I have several functions with optional callback:

let myFunc = (callback) => {
  callback = callback || (() => {});
  // do something...
  callback();
}

What is the best way to write the callback default parameter?

None of the following solutions satisfy me much:

1 If callback defined:

  if (typeof callback === 'function') {
    callback(); 
  }

Not compact at all!

2 Utility function:

let safeFunc = (callback) => {
  return callback || (() => {});
};

let myFunc = (callback) => {
  // do something...
  safeFunc(callback)();
}

but the problem is that in between this has changed, and it matters in my case.

3 Using call

let myFunc = (callback) => {
  // do something...
  safeFunc(callback).call(this);
}

Not very user friendly.

4 Creating ID function

const ID = () => {};

let myFunc = (callback=ID) => {
  // do something...
  callback();
}

Has external dependency, not very functionnal, though probably the best choice.

Answer 1

Calling directly Function() constructor looks meaningful:

let myFunc = (callback = Function()) => {
  // do something...
  callback();
}

Calling Function() returns a noop function:

let noopFunc = Function()
noopFunc() // => undefined

Answer 2

Here is another option.

5 Just an if check..

  if (callback) callback(); 

If you want to prevent calling the callback twice, another utility function here I've called callIt, it also handles passing arguments, and if this is important also to prevent using bind, just pass this..

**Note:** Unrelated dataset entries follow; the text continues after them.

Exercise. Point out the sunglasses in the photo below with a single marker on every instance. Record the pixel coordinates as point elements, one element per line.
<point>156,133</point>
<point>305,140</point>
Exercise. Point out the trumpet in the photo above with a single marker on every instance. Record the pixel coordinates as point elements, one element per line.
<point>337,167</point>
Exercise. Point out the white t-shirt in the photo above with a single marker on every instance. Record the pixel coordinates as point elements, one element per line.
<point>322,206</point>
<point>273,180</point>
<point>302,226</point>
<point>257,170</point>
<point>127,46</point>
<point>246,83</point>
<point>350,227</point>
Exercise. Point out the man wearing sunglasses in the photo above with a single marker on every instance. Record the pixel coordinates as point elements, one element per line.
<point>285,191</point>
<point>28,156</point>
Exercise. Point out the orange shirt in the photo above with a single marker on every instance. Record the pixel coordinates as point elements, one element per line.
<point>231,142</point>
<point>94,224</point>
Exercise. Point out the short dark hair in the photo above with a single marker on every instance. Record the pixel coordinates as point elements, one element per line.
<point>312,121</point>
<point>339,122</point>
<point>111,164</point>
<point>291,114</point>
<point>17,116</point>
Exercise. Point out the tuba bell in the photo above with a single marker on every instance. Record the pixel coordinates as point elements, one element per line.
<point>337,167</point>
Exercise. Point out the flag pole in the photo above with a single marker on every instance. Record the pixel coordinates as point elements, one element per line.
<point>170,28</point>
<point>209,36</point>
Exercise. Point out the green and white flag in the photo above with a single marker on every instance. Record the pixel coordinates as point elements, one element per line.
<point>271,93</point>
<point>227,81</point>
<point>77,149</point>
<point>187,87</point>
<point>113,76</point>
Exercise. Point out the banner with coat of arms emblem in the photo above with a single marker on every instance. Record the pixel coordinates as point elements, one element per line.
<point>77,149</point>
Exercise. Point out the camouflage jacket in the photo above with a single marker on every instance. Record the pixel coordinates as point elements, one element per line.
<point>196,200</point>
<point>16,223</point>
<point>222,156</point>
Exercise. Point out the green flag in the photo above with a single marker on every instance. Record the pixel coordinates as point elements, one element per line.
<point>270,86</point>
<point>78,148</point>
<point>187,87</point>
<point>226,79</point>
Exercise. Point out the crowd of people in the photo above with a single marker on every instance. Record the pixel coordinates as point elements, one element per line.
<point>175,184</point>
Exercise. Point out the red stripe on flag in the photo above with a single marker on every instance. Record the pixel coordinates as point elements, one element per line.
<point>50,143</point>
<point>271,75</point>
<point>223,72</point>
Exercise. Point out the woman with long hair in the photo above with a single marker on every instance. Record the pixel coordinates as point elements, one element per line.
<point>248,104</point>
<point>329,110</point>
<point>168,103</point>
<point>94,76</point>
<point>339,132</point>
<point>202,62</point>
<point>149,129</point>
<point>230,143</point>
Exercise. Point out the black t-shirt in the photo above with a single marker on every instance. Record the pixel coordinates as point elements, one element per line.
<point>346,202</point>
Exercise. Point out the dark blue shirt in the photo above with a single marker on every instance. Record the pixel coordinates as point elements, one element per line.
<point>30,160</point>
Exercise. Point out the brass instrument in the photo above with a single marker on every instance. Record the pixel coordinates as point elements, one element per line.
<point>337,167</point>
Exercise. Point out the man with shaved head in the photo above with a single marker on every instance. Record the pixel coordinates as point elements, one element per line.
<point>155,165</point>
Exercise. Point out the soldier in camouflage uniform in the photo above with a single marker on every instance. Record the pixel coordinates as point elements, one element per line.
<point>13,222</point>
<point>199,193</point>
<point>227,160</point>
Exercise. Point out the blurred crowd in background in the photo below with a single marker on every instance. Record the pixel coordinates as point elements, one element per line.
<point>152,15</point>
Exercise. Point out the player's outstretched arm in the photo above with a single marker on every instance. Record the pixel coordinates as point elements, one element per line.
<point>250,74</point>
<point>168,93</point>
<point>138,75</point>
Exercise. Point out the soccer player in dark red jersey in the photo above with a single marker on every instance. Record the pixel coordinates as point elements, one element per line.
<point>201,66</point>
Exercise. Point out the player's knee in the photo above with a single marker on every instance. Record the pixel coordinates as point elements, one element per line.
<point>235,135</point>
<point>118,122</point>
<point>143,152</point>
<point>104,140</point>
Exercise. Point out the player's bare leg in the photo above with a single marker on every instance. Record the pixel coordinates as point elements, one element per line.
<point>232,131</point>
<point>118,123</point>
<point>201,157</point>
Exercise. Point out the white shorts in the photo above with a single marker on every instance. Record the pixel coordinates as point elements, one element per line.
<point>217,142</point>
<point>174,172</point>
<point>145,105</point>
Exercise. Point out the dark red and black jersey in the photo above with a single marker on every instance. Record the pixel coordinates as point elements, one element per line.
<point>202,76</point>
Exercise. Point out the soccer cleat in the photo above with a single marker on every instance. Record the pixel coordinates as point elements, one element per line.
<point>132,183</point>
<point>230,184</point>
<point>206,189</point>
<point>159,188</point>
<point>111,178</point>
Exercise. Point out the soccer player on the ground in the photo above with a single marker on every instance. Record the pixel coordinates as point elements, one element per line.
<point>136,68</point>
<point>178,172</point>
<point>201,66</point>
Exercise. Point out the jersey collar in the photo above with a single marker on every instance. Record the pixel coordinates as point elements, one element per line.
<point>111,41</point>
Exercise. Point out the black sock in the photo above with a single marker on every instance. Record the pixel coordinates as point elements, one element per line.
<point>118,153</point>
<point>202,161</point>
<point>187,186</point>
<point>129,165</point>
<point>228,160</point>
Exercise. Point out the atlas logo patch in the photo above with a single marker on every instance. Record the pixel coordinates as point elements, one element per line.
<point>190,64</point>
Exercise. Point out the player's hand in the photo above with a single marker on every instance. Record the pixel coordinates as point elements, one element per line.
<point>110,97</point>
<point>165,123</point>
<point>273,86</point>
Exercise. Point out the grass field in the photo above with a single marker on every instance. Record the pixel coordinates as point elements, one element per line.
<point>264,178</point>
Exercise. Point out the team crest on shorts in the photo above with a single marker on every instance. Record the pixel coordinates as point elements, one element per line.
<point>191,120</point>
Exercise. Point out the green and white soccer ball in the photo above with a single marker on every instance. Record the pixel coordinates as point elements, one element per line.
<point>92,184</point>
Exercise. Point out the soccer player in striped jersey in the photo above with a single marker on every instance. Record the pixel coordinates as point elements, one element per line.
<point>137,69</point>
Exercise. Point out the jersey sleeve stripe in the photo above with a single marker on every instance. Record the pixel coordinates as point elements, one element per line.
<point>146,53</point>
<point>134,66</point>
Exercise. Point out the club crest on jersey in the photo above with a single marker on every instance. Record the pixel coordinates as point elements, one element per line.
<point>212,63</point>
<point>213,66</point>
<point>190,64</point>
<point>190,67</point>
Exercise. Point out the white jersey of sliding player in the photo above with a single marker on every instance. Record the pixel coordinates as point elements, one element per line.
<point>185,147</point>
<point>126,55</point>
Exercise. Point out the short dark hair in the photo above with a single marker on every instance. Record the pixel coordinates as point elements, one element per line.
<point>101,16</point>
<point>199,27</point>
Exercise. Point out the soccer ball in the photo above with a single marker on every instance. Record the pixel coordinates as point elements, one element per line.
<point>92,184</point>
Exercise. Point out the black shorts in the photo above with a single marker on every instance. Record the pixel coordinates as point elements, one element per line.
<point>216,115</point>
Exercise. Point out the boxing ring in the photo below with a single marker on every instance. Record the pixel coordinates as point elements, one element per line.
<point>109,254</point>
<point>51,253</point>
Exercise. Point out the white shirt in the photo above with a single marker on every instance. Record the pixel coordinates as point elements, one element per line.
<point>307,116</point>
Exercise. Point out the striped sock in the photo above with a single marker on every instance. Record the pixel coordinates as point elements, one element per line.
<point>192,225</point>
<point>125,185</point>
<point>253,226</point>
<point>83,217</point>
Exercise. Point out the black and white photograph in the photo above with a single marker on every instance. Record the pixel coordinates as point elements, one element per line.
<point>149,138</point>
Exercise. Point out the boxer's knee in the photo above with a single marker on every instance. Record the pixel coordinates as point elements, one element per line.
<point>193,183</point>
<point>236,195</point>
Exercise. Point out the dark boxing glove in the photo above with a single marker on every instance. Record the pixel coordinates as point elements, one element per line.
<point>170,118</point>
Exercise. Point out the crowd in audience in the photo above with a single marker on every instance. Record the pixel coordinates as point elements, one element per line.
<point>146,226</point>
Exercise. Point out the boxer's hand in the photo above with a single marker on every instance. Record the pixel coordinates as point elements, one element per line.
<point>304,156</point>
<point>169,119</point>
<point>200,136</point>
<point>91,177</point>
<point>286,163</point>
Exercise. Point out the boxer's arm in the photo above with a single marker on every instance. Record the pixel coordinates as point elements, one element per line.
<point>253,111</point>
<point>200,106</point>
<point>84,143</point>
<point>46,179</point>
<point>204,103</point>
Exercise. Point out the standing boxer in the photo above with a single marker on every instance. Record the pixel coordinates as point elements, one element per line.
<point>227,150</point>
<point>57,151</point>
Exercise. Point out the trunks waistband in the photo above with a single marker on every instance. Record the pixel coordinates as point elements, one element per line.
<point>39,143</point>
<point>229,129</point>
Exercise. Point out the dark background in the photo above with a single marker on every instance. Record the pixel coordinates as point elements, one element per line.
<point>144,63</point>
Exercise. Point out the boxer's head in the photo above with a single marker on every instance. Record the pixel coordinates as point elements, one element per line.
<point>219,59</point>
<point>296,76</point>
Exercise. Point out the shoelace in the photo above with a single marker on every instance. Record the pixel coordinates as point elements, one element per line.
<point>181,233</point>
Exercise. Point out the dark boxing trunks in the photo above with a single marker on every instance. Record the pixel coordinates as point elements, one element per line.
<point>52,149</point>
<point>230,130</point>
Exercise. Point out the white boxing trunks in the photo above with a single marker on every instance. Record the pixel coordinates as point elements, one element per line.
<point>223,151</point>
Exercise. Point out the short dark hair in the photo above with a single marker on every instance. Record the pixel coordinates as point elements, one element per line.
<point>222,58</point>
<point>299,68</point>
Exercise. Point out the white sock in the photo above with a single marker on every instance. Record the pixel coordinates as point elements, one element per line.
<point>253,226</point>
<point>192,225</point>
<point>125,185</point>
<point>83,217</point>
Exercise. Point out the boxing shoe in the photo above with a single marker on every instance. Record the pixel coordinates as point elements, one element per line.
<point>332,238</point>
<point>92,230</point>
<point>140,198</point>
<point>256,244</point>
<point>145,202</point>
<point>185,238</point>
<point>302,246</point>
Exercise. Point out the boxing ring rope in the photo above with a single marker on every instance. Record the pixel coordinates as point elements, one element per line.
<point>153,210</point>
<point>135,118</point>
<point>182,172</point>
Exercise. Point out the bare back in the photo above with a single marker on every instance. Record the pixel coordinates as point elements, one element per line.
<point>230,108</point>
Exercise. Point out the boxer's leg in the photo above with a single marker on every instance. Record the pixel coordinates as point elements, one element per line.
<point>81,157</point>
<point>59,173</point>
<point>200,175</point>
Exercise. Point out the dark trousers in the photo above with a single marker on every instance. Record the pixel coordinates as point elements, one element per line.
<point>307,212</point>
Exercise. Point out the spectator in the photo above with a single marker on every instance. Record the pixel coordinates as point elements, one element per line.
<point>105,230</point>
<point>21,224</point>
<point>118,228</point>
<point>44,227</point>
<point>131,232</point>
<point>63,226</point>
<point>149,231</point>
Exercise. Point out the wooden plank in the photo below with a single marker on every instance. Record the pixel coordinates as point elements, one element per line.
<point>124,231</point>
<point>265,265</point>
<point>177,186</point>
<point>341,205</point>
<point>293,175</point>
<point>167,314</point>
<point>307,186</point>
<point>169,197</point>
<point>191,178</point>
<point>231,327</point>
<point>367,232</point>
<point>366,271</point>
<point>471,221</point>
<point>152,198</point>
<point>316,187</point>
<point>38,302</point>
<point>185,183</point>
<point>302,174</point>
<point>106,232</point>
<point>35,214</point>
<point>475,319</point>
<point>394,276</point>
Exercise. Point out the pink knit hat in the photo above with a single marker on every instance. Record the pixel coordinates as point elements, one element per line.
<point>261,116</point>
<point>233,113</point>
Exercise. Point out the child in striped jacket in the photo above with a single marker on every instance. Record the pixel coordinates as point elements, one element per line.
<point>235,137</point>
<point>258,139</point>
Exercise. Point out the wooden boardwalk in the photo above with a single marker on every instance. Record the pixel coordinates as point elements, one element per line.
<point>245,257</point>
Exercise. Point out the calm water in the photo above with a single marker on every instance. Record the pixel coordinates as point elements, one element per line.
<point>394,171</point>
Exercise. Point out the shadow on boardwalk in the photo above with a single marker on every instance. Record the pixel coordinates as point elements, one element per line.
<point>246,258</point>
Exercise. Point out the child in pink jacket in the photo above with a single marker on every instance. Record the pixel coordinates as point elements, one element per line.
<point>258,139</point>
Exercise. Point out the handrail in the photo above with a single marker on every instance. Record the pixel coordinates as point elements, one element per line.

function callIt(that, fn) {
  if (fn) fn.apply(that, Array.prototype.slice.call(arguments,2));
}


//Test Object
function Test() {
  this.test = 'Test';
}

Test.prototype.calltest = function (callback) {
  callIt(this, callback, 1, 2, 3);
}

var t = new Test();
t.calltest(
  function (a,b,c) { 
    console.log('this.test = ', this.test); 
    console.log('args = ', a, b, c);
  }
);